Derrière lui survenait comme une meute en furie.

Il monta l’escalier. Sur le pont il chercha à découvrir l’embarcation qui l’avait amené, mais il ne la vit nulle part et il sourit de contentement.

La meute enragée arrivait au pied de l’écoutille.

Saint-Vallier traversa vivement le pont du navire à tribord, sauta sur le parapet…

À ce moment précis une dizaine de matelots surgirent sur le pont et aperçurent la silhouette sombre du jeune homme qui venait de sauter sur le parapet. Cinq ou six coups de feu éclatèrent… ! Saint-Vallier piqua une tête dans les flots noirs…

L’instant d’après, une dizaine d’hommes, Foxham en tête, se penchaient ardemment au-dessus du parapet et, silencieux, prêtaient l’oreille vers les flots immobiles.

Nul bruit…

Alors Foxham se mit à rire sourdement.

— Mes amis, dit-il, vos balles ont atteint une cible… un cadavre est là !

Oui, mais en bas c’étaient quatre cadavres qu’il y avait et une dizaine de blessés…

. . . . . . . . . . . . . . . . . . . . . . . . .

Un cadavre ! avait dit Foxham.

Mais pas celui de Saint-Vallier encore !

Non !… Saint-Vallier nageait entre deux eaux, doucement, silencieusement, rapidement dans la direction de Québec.

Quatre hommes venaient d’amarrer à un quai une légère embarcation, et tous quatre tournés vers le fleuve demeuraient immobiles et silencieux. Puis l’un d’eux dit :

— Pauvre Saint-Vallier… il a trop risqué !

— Il a dû trouver son tombeau sur ce maudit brick, proféra un autre.

Et les quatre hommes tinrent leurs regards dans la direction du navire anglais sur lequel ils voyaient des lueurs de lanternes s’agiter.

Mais voilà que leur attention fut tout à coup attirée par le bruit que fait un nageur. Ces hommes n’eurent pas le temps de prononcer une parole de surprise, qu’un homme grimpait agilement sur le quai et apparaissait, ruisselant d’eau et vacillant.

Il allait parler… mais il s’écrasa lourdement devant les quatre hommes stupéfaits.

— Saint-Vallier ! murmura l’un d’eux.

Les quatre hommes se penchèrent sur le corps du jeune homme.

— Il est évanoui ! dit l’un.

— Transportons-le à l’auberge ! émit un autre.

— À l’auberge ? Non pas, protesta un troisième.

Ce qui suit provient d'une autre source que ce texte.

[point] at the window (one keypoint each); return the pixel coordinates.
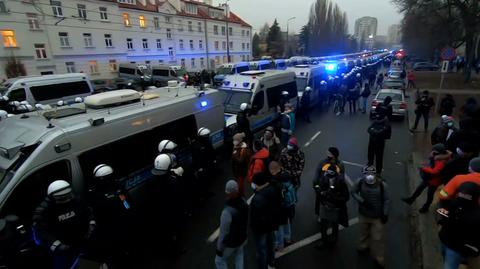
(87, 38)
(113, 65)
(40, 51)
(3, 7)
(103, 13)
(108, 41)
(56, 8)
(70, 67)
(82, 11)
(17, 95)
(142, 21)
(126, 20)
(9, 39)
(93, 67)
(191, 9)
(33, 23)
(129, 44)
(64, 41)
(180, 26)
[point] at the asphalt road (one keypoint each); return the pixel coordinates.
(348, 133)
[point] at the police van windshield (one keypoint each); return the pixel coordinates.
(234, 99)
(224, 71)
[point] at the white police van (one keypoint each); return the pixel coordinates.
(310, 76)
(262, 90)
(120, 128)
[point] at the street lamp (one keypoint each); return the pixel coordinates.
(288, 21)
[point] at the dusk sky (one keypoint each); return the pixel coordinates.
(257, 12)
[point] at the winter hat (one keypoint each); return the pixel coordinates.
(475, 165)
(440, 148)
(333, 152)
(231, 186)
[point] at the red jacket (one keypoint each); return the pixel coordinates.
(258, 163)
(434, 172)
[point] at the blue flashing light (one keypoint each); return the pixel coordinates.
(330, 67)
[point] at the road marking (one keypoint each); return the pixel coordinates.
(311, 139)
(216, 233)
(307, 241)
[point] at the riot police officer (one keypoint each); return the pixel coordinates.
(63, 224)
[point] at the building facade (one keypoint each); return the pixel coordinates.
(95, 36)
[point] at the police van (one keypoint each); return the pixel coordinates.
(120, 128)
(310, 76)
(262, 90)
(47, 89)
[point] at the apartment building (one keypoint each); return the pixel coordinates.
(94, 36)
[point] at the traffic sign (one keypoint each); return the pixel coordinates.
(448, 54)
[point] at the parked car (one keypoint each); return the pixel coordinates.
(425, 66)
(398, 103)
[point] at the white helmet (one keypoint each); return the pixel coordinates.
(203, 131)
(59, 188)
(102, 170)
(166, 145)
(162, 164)
(243, 106)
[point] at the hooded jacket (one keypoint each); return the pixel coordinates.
(258, 163)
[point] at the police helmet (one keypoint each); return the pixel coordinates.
(102, 170)
(60, 191)
(166, 145)
(203, 131)
(243, 106)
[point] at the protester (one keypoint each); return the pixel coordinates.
(240, 160)
(447, 104)
(331, 203)
(450, 190)
(379, 131)
(459, 226)
(264, 212)
(258, 162)
(424, 105)
(431, 176)
(443, 132)
(292, 160)
(233, 228)
(285, 184)
(272, 143)
(373, 205)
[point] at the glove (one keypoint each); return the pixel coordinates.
(384, 219)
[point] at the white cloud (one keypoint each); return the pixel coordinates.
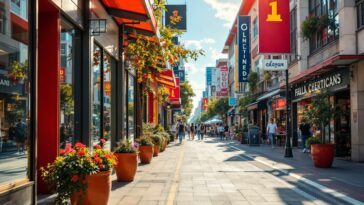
(226, 10)
(198, 44)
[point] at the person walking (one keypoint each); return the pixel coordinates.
(181, 131)
(226, 131)
(221, 131)
(271, 130)
(192, 132)
(198, 131)
(305, 129)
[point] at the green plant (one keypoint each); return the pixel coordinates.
(309, 26)
(313, 140)
(145, 141)
(321, 112)
(253, 81)
(65, 175)
(127, 146)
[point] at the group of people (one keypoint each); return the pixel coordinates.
(304, 127)
(180, 129)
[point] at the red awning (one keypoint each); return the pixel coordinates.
(244, 10)
(135, 15)
(166, 78)
(325, 66)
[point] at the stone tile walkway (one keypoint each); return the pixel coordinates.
(205, 173)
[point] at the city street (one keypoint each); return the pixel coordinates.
(214, 172)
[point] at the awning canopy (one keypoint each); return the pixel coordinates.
(166, 78)
(135, 15)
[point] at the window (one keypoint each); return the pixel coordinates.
(15, 136)
(324, 9)
(360, 12)
(67, 83)
(255, 28)
(293, 35)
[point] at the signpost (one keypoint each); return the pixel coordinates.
(274, 35)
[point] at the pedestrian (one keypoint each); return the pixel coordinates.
(198, 131)
(271, 130)
(305, 129)
(221, 131)
(181, 131)
(226, 131)
(20, 136)
(192, 132)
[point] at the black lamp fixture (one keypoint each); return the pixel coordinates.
(97, 26)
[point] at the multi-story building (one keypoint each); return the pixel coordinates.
(331, 59)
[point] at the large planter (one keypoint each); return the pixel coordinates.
(126, 166)
(145, 154)
(97, 192)
(322, 155)
(156, 150)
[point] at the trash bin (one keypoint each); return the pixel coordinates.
(254, 137)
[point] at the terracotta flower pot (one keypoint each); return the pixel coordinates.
(156, 150)
(146, 154)
(97, 192)
(322, 155)
(126, 166)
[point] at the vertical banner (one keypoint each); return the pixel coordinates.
(274, 22)
(174, 93)
(243, 48)
(205, 103)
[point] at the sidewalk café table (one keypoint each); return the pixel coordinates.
(280, 138)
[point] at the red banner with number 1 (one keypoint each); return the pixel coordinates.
(274, 22)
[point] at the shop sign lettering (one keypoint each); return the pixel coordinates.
(318, 85)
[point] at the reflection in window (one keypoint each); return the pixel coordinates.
(66, 87)
(14, 94)
(107, 100)
(131, 109)
(96, 96)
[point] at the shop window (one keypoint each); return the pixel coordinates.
(15, 136)
(328, 34)
(67, 83)
(131, 106)
(360, 13)
(96, 94)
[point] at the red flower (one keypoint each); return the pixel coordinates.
(81, 153)
(74, 178)
(62, 152)
(97, 147)
(79, 145)
(98, 160)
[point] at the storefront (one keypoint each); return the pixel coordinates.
(337, 83)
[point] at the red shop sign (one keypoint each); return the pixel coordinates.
(274, 23)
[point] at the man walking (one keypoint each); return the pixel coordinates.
(271, 130)
(305, 129)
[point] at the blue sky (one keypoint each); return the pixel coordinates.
(208, 24)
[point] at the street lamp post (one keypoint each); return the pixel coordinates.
(288, 147)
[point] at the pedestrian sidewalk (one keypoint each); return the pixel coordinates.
(346, 177)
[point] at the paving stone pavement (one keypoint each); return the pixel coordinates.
(205, 173)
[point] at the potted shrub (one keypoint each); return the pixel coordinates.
(127, 156)
(319, 115)
(146, 150)
(157, 141)
(80, 176)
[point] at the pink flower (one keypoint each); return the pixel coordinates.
(62, 152)
(74, 178)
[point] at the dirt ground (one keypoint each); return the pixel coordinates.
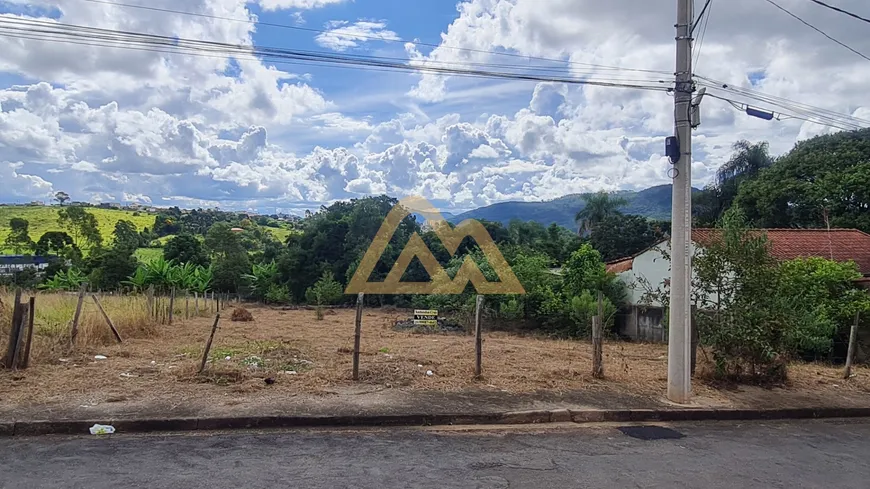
(286, 353)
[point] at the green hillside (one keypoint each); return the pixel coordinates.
(653, 203)
(44, 218)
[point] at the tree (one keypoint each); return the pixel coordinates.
(61, 197)
(745, 164)
(221, 241)
(58, 243)
(822, 181)
(81, 225)
(185, 248)
(126, 237)
(619, 236)
(19, 236)
(598, 206)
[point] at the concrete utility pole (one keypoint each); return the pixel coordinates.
(679, 328)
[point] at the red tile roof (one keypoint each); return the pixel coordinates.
(788, 244)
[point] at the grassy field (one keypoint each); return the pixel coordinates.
(43, 219)
(148, 254)
(160, 362)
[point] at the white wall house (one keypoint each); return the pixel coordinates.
(651, 270)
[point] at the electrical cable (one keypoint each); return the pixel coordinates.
(783, 102)
(838, 9)
(375, 38)
(703, 32)
(57, 32)
(819, 30)
(743, 105)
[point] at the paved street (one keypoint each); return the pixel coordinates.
(803, 454)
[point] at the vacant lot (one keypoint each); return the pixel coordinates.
(303, 355)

Il faut le conduire chez M. Darmontel !

— Tu as raison ! admit celui qui avait proposé l’auberge.

L’un de ces hommes partit aussitôt pour aller à la recherche d’une voiture.

Il revint après un quart d’heure conduisant un cheval vigoureux attelé à une calèche.

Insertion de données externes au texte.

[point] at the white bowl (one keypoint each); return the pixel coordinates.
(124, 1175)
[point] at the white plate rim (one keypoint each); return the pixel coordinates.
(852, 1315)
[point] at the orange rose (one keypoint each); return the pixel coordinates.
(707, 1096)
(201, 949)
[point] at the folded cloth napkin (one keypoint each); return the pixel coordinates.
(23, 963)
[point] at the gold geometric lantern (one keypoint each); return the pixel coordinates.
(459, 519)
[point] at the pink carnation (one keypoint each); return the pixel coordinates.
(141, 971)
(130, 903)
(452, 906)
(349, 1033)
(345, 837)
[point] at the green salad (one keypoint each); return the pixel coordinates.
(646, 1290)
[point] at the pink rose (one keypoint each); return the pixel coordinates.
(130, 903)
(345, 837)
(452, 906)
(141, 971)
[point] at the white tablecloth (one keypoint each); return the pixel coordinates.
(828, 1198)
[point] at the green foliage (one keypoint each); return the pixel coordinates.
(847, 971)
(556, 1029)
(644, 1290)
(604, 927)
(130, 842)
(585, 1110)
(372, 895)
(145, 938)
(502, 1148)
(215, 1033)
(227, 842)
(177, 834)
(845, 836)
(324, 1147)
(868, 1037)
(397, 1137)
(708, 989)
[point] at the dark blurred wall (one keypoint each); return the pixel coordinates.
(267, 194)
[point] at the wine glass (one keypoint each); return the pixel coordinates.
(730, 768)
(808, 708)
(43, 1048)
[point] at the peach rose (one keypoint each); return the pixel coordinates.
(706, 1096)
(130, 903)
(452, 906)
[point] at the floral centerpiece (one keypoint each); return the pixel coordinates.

Saint-Vallier, toujours inconscient, fut déposé dans la voiture.

Chez Darmontel, le commerçant et sa fille, Louise, attendaient dans la plus vive anxiété le résultat de l’expédition de Saint-Vallier. Mais en voyant paraître ce corps tout mouillé et inanimé, une terrible angoisse les mordit au cœur.

Louise Darmontel, en pleurs, se jeta sur le corps inanimé en gémissant :

— Ô Hector !… Hector !…

Un moment, M. Darmontel redouta qu’elle ne s’évanouît.

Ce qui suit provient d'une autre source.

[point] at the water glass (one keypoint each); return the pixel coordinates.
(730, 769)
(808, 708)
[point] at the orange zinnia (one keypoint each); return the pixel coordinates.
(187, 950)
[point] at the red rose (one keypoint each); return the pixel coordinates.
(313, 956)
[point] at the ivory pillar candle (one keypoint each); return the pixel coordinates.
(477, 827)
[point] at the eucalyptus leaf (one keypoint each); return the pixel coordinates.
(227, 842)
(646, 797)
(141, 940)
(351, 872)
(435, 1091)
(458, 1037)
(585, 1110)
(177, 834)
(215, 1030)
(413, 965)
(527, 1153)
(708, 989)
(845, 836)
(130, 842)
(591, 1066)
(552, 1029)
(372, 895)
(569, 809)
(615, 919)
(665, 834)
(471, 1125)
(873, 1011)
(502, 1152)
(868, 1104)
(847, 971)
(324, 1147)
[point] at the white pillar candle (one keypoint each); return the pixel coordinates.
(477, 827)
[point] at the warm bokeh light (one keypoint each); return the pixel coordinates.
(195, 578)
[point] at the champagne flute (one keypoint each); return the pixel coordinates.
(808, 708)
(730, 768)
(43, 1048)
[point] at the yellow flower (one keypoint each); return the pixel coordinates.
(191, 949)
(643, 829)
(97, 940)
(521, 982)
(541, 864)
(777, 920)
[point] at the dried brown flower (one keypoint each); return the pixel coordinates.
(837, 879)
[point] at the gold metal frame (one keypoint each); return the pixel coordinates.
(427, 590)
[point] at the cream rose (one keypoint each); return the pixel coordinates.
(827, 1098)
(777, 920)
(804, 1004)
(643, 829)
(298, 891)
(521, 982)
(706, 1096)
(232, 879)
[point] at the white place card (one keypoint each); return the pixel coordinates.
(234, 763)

De suite il donna des ordres pour qu’on allât chercher le médecin de la famille.


IX

DANS LE DONJON


Il était environ trois heures du matin, quand deux hommes pénétrèrent dans la loge du gardien de nuit aux casernes des Jésuites.

Le gardien, à la vue de ces deux personnages, quitta vivement un grabat où il venait de s’assoupir, fit le salut militaire, et attendit qu’on l’interrogeât.

Ces deux personnages étaient le colonel Buxton et le lieutenant Foxham.

— Mon ami, dit Buxton sur un ton autoritaire, conduis-nous au cachot de Saint-Vallier !

Quoique étonné par cette visite et cette demande surtout, et sachant à quel rang appartenaient ces visiteurs, le gardien n’osa hésiter une seconde.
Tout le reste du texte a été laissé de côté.